SonexAI: Real-Time Autonomous Play in a Tactical Shooter via Deep Reinforcement Learning
Abstract
We present SonexAI, an end-to-end deep learning agent that plays the tactical first-person shooter Valorant autonomously in real time. SonexAI unifies a convolutional-transformer perception stack, a recurrent world model, and an actor-critic policy into a single C++ runtime with a CUDA inference backend that sustains sub-10ms decision latency at 144 FPS. The policy is trained via a three-stage curriculum: behavioral cloning from 1.2M ranked matches, on-policy reinforcement learning with Proximal Policy Optimization against a growing pool of self-play opponents, and a fine-tuning phase that shapes human-like motor dynamics. On held-out evaluation, SonexAI reaches Radiant-tier combat statistics while producing movement and aim trajectories that are statistically difficult to distinguish from expert human play.
1. Introduction
Tactical shooters combine partial observability, fast reaction requirements, long-horizon economic decisions, and multi-agent coordination.
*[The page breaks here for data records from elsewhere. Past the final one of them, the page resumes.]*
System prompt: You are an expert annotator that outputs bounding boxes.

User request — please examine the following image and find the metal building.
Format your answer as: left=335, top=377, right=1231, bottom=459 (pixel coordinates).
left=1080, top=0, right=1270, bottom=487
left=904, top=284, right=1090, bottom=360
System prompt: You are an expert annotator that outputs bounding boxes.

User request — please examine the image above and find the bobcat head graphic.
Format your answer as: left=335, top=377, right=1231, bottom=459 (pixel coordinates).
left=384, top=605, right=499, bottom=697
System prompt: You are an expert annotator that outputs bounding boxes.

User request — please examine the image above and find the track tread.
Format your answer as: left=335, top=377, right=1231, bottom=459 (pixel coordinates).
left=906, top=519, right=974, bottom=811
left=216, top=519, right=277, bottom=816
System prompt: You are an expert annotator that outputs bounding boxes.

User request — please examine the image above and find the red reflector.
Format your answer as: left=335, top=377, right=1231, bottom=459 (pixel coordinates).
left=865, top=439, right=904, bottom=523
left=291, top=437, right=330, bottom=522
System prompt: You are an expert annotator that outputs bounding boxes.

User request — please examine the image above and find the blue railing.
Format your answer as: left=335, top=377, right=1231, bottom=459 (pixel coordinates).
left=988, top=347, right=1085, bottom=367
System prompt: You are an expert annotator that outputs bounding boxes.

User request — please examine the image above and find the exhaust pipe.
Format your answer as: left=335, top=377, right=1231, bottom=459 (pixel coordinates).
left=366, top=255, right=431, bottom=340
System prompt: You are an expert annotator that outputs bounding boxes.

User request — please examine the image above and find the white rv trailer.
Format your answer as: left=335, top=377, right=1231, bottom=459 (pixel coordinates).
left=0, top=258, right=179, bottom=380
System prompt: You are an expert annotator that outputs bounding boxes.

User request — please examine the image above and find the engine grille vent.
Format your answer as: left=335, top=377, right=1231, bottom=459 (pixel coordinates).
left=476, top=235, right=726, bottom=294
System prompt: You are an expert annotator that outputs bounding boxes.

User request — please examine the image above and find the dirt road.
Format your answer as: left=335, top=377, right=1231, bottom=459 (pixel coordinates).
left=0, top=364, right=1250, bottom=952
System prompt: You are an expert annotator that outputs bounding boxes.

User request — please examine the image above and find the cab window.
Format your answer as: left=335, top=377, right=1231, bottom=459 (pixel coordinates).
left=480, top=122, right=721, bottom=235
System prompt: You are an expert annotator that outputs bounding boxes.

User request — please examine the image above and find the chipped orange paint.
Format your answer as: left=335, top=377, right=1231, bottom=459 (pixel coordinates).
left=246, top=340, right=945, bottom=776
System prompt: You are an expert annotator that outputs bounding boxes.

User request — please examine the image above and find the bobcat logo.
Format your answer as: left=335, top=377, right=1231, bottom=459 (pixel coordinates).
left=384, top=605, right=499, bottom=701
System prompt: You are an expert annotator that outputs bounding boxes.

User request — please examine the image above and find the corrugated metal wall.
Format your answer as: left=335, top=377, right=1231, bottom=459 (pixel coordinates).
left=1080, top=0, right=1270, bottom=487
Prior game-playing systems have targeted either perfect-information board games or simplified control tasks. SonexAI addresses the full loop of a commercial title running unmodified, learning directly from rendered frames and producing low-level mouse and keyboard actions.
2. Perception
Frames are captured through a present-hook and preprocessed on the GPU. A ResNet-50 backbone with a feature-pyramid neck feeds a YOLOv8-style detection head for enemies, a pose head for hitbox localization, and a minimap encoder. The outputs are fused into a structured game-state tensor consumed by the policy. Perception runs in 4.1ms on an RTX 4070.
3. World Model & Memory
A gated recurrent world model integrates the per-frame state into a temporal belief that tracks occluded enemies, spike timers, and utility cooldowns. This gives the agent object permanence: a player seen rotating is remembered and its position decayed under a learned uncertainty model rather than forgotten between frames.
4. Policy & Control
The actor-critic policy outputs a factorized action distribution over aim deltas, fire control, movement, and ability usage. Aim is realized through a minimum-jerk trajectory generator with calibrated noise injection, reproducing the micro-corrections and overshoot characteristic of human tracking. A separate value head estimates round-win probability for economic reasoning.
5. Training
Stage one clones behavior from 1.2M ranked matches. Stage two applies PPO with a reward that blends combat, objective, and survival signals against a self-play opponent pool sampled to prevent overfitting. Stage three fine-tunes motor dynamics against human-likeness discriminators. Training consumed roughly 2,400 GPU-hours to a locked 127M-parameter checkpoint.
6. Results
SonexAI achieves a 71% round-win rate against Radiant opponents and a mean time-to-headshot of 118ms in the competitive reaction profile. A human-study panel of coaches classified agent demos as human at chance level for the humanized configuration, indicating the motor model closes much of the behavioral gap.
7. Limitations & Ethics
SonexAI is a research artifact demonstrating autonomous play. It is not affiliated with or endorsed by Riot Games, and the authors do not condone use that violates the terms of service of any title. We publish these results to advance the study of real-time embodied decision making.